[Mimedefang] Bayesian analysis (was re: site-wide...)

Thu Feb 27 12:38:01 EST 2003

On Thu, 27 Feb 2003, Edward Wildgoose wrote:

> Is this an opinion based on having thought long and hard about it,
> perhaps built a test classifier and read all the stuff at the spam
> bayes website...?

No, it's just intuition.

> (To paraphrase some deep discussions there: I think their point is
> that if you only train on *wrong* classifications then it takes the
> system a long time to improve - It's well worth a read)

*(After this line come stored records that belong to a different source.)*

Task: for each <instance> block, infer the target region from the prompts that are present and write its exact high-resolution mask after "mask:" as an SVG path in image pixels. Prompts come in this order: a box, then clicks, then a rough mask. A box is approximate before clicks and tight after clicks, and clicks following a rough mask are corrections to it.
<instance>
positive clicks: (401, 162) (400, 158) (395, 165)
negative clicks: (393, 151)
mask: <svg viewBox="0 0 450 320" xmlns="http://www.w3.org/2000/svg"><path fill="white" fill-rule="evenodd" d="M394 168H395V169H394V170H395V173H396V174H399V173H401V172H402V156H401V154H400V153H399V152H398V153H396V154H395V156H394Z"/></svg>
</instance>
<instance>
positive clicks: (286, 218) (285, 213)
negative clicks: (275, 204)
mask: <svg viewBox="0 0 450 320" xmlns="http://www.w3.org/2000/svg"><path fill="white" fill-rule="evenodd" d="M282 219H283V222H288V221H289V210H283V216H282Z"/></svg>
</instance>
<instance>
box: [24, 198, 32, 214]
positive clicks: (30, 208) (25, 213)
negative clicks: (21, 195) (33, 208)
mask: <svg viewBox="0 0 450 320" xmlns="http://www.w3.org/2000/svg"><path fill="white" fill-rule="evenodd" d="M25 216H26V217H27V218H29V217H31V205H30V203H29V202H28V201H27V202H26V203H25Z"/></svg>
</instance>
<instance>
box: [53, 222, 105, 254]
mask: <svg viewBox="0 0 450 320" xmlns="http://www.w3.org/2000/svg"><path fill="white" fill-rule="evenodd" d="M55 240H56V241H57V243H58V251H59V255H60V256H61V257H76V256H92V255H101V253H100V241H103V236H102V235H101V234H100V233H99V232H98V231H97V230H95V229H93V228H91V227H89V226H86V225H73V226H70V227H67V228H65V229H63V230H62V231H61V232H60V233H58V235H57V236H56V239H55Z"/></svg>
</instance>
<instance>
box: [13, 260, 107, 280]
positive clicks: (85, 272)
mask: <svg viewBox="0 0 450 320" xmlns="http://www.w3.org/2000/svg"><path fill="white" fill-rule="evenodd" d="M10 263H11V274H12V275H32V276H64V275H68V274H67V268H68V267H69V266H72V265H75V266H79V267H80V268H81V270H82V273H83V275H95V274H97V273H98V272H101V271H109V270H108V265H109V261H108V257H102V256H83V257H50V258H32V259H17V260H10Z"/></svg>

Oh, you definitely want to train on correct classifications.  But you
don't want to risk mis-training on wrong classifications.  I realize
the risk is really low, but it's there.

Has anyone run tests to see if Bayesian analysis is even worth doing?
SA by itself is very good, and if you augment it with custom rules
when an e-mail is misclassified, I bet you can do as well in
real-world tests as a pure Bayesian filter.  Training Bayesian filters
is a pain in the neck, and if you have per-user databases, the disk
space grows enormously.

I'm also skeptical that Bayesian analysis is scalable.  We're trying
to sell our commercial CanIt-PRO solution to customers with upwards of
25K users, and I just can't see maintaining 25,000 separate Bayesian
databases as being feasible or even desirable.  I also don't see one
site-wide database being much better than plain-vanilla SpamAssassin.

Someone please prove me wrong. :-)

--
David.